A Torino l’appalto della mensa non sarà più affidato con il principio del massimo ribasso: nessun risparmio sui pasti dei bambini torinesi insomma. Il prossimo bando per la ristorazione scolastica, che nella città sabauda vale intorno ai 35 milioni di euro, non sarà vinto da chi farà lo sconto più alto al Comune: per conquistare i quasi 6 milioni di pasti all’anno che vengono serviti in 342 scuole ai bambini, dai nidi alle medie, le aziende si dovranno scontrare a colpi di… qualità.
L’indirizzo è infatti quello di assegnare il massimo punteggio all’offerta qualitativa, secondo quanto previsto dal Codice degli appalti, così da dare priorità a elementi come l’estensione della mensa fresca, il sapore del pasto, l’utilizzo di alimenti a Km zero, il recupero e l’educazione alimentare.

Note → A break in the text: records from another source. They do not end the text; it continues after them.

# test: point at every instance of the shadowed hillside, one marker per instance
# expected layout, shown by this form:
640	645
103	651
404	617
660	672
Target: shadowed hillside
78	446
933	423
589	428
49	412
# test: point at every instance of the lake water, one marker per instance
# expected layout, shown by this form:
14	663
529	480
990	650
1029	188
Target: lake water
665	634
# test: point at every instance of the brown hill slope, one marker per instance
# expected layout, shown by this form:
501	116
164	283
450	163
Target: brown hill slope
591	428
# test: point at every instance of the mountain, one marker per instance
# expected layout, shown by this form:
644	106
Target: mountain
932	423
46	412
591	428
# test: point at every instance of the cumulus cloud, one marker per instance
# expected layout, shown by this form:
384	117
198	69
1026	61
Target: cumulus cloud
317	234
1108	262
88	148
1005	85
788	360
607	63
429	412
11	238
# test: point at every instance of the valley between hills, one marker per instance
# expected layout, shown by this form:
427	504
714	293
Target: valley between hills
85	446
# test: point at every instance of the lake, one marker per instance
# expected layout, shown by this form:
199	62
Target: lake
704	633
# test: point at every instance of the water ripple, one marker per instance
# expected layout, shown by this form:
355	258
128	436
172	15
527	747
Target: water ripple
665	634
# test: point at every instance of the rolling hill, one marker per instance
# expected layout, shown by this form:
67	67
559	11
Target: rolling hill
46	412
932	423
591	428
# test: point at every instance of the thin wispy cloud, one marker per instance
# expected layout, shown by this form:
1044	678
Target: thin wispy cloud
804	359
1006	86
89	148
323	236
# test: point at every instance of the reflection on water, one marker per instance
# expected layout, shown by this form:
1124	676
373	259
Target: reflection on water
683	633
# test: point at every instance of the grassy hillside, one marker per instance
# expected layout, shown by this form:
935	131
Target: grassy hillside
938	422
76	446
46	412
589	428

Tutti elementi che fanno parte delle linee guida per portare nei refettori delle scuole di Torino “un pasto completo, sano e bilanciato”, senza dimenticare i 2 mila lavoratori che operano nelle cucine negli istituti torinesi: il loro buon trattamento e la loro adeguata remunerazione è uno degli elementi di cui si terrà conto nell’affidare l’appalto. Altro aspetto fondamentale è la riduzione degli sprechi e la tutela dell’ambiente: largo a frutta e verdura allora, ma da agricoltura biologica, e, se si tratta di banane e papaya, devono arrivare da canali equo-solidali.
Particolare attenzione si darà alla cura del sapore dei piatti, fattore fondamentale in una realtà assurta come quella di Torino agli onori delle cronache qualche anno fa per la campagna (e le sentenze) a favore del “panino da casa”. Un fenomeno che si è ormai ridimensionato. L’ultima gara per le mense scolastiche risale al 2012/2013. Poi nel 2018, durante l’amministrazione Appendino, una nuova gara, che però, dopo il ricorso di alcuni partecipanti proprio sul tema del massimo ribasso, era stata annullata.